Christian Smith
Reviewed by: James W. Scott
Moral, Believing Animals: Human Personhood and Culture, by Christian Smith. Published by Oxford University Press, 2003. Hardback, 172 pages, list price $22.00. Reviewed by managing editor James W. Scott.
Christian Smith is a professor of sociology at the University of North Carolina, Chapel Hill. He is a Christian, not just by name, but also by profession (being, incidentally, a son-in-law of OP pastor Thomas E. Tyson). He has been making his way, mostly with sociological studies of religion, in an academic discipline that is often hostile to Christianity.
Dissatisfied with the leading "theoretical systems purporting to explain human action and social life," rooted as they are in "the naturalistic, utilitarian, antimentalist, noncultural tradition of Western social theory," Smith sets forth his view that the most adequate social theory "conceives of humans as moral, believing, narrating animals and human social life as constituted by moral orders that define and direct social action" (pp. 147-48). (By"narrating," Smith means that people find purpose in their lives by placing themselves in a "narrative" that organizes human actions and events in a meaningful whole; Christianity, liberalism, and postmodernism are examples of narratives.)
As this thesis indicates, this book is written in sociological jargon that the uninitiated will have some difficulty getting used to. Once the reader learns the lingo, however, the argument of this book becomes quite clear and straightforward. What Smith is really saying, in nontheological language, is that the traditional Christian view of man, society, and history is correct, and that the jettisoning of it by leading theorists in the social sciences and humanities has left those disciplines with fundamental shortcomings.
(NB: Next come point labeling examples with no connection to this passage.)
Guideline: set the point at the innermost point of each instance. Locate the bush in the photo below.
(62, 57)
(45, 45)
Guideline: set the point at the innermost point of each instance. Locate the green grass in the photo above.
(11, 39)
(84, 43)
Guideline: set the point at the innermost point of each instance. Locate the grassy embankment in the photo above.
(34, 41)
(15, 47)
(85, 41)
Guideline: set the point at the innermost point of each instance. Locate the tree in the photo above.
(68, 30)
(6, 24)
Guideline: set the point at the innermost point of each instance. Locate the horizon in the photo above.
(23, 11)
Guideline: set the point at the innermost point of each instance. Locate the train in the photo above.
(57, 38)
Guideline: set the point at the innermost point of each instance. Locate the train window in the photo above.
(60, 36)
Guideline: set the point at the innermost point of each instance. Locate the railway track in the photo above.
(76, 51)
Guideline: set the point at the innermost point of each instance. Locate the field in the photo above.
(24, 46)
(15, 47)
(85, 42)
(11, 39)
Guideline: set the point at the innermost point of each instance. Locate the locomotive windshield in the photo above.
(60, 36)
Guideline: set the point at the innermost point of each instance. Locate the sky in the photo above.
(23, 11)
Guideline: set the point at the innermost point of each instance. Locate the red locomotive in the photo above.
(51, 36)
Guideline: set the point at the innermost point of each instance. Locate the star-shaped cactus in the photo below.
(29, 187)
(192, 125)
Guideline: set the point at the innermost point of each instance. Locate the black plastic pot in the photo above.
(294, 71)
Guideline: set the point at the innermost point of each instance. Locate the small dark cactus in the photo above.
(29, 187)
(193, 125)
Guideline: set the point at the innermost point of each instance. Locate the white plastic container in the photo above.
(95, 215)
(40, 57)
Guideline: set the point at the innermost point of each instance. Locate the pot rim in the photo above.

Smith's thesis, as addressed to his academic peers, is provocative, but it is expressed in a calm, serious way. Probably the most provocative part of his argument is that people are religious because they feel a "built-in" need to relate to the God who really does exist; this view, he admits, is "controversial, daring, and radical" (p. 109; see p. 117). Yet this is just rudimentary Christian theology that has been around for centuries. Indeed, Smith himself says that "nothing developed in this book is new or original" (p. 4). But a Pharaoh now rules in academia who knows not Joseph and is hardened against the truth.
It is imperative that Christian scholars engage the academic world of unbelief, not just avoid it. For making this effort, then, Smith is to be commended. Works like this are needed in all fields, seeking to influence academic disciplines in their own terms. It is also important for Christians working in these disciplines to know that positions can be articulated that are consistent with Christian faith.
This book is recommended for all students of sociology and related fields.